The one holding an arrogant, mocking opinion of the other side usually is not doing well in a debate.

Quote:
Lets extrapolate on that idea and say the biology is more misunderstood than the thermodynamics of heat transfer of a core to a block.
I still stand by my observation that natural selection is a much older and much more studied topic in science than turbulence, or certain advanced topics in optics, or special or general relativity, or quantum mechanics, or chaos mathematics. Painting it as a silly or renagade branch of scientists is, quite simply, wrong.

Quote:
Not obvious means not discovered, but a theory hangs on it.
The theory does not hang off it. A single step missing does not make the entire theory invalid, no more than a single missing note makes a symphony not a symphony.

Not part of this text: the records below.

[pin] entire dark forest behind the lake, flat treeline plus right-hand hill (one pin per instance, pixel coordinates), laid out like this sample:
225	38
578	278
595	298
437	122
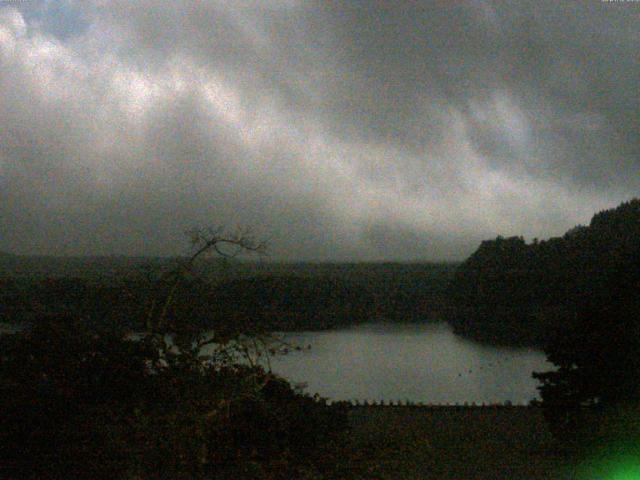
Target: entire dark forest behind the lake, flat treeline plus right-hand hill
508	292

Yes, it's fascinating to try to come up with possible explanations. I don't know which ones are currently posed, as I am not well-read in current biological publications.

Do you understand? Evolution is a theory that makes predictable events. You pick a certain event that is not predictable, and say that the fact evolution does not predict it disproves evolution. It's an invalid argument: it is irrelevant to the truth or falsity of evolution whether a single organism, chosen at random, can have its evolutionary geneology drawn to a previous ancestor, even if that organism is very important, because such a thing requires biologists to know the full genotype, phenotype, livespan, etc. of every single animal ever born since the existence of the Earth - it's a computational impossibility.